Autre nécessité sociale
et sociétale accompagnant ce changement de paradigme :
l'institution d'un salaire de vie. De la naissance jusqu'au
décès, chacun touchera une somme d'argent proportionnelle aux
besoins de son âge et de son statut social. Les personnes en
situation de toucher un salaire ou une rente supérieure au montant
du salaire de vie, verront ce dernier suspendu. Le salaire de vie
annule de fait la nécessité des bourses aux étudiants, le R.S.A,
les allocations chômage et les retraites.
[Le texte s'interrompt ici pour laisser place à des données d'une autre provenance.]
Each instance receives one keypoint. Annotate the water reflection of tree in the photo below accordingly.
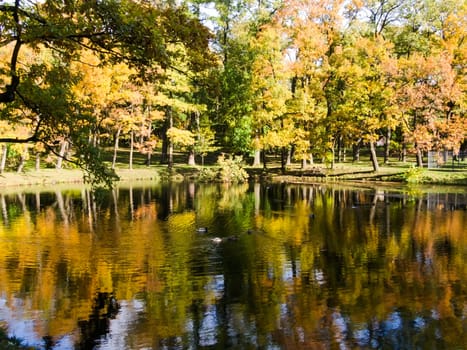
(104, 308)
(368, 267)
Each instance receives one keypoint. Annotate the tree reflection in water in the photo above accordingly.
(105, 307)
(313, 267)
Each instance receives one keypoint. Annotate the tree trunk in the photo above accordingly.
(283, 159)
(257, 158)
(3, 159)
(38, 162)
(191, 158)
(22, 161)
(419, 158)
(356, 151)
(116, 141)
(374, 159)
(132, 141)
(289, 156)
(61, 154)
(387, 148)
(403, 153)
(339, 149)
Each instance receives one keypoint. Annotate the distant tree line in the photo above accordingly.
(301, 79)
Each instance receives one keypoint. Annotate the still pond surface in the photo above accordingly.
(277, 267)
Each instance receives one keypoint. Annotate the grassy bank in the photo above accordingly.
(341, 172)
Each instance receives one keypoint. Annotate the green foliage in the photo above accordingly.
(229, 169)
(414, 175)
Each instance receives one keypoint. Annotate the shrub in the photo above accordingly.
(413, 175)
(228, 169)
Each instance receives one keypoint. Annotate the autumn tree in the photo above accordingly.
(131, 32)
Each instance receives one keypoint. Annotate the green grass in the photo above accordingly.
(347, 171)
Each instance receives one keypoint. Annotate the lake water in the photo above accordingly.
(277, 267)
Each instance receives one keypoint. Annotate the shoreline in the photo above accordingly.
(48, 178)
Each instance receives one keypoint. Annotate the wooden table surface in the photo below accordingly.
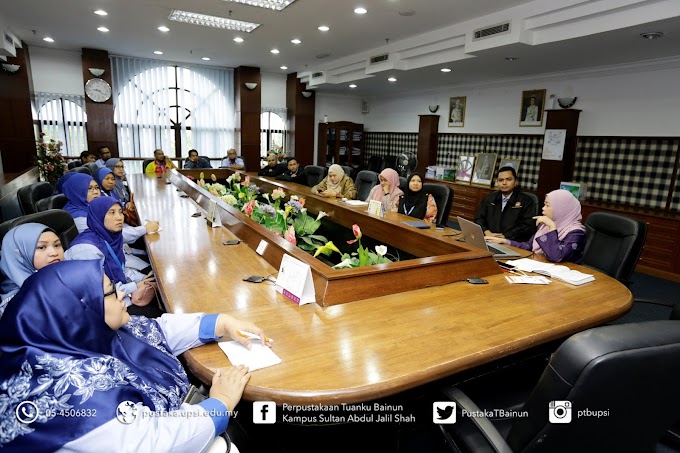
(362, 350)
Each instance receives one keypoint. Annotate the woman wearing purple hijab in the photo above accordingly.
(560, 235)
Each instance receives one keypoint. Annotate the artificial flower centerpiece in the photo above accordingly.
(50, 162)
Ce qui permettra des
économies de structure très importantes, tout comme nous pourrons
en faire sur la sortie de l'U.E, le démantèlement des Conseils
Régionaux (avec transferts de leurs prérogatives vers les
départements et l'Etat), et d'autres institutions et administrations
connues pour leur inutilité ou leurs redondances.
Le temps de travail sera
alors réduit par la loi progressivement, avec un objectif d'une
semaine à 25 heures maximum. Cela pourra être aménagé pour les
artisans/commerçants seuls maîtres de leur temps, ainsi que sur du
temps plein hebdomadaire pour les salariés, moyennant obligation
d'être à l'arrêt sur plusieurs mois. Ce qui s'harmonisera
d'ailleurs avec des temps de transports nationaux et plus encore
internationaux s'allongeant. Certains impôts pourront aussi
disparaître presque complètement comme l'impôt sur le revenu (sauf
pour les très hauts revenus) et l'impôt sur les sociétés
(notamment s'agissant des TPE-PME). La TVA modulée pour orienter
notre consommation et la fiscalité sur les échanges de marchandises
et l'énergie suffira amplement à abonder les ressources publiques,
en plus du plein emploi généré.
Pour conclure, la
Décroissance n'est pas seulement un modèle économique
« mécaniste ». Au contraire, le tort autant que
l'intelligence de ceux qui la prônent, est de focaliser leur
discours sur sa dimension philosophique. Et elle peut se résumer à
deux questions que je vous laisserais le soin de méditer :
Naissons-nous pour travailler, ou pour expérimenter la vie
réellement ? Est ce que retrouver du temps pour faire autre
chose que travailler, n'est il pas finalement une aspiration sociale
légitime après autant de siècles de productivisme et de cupidité ?
La Décroissance est de
loin le seul modèle qui se propose de répondre à cette question.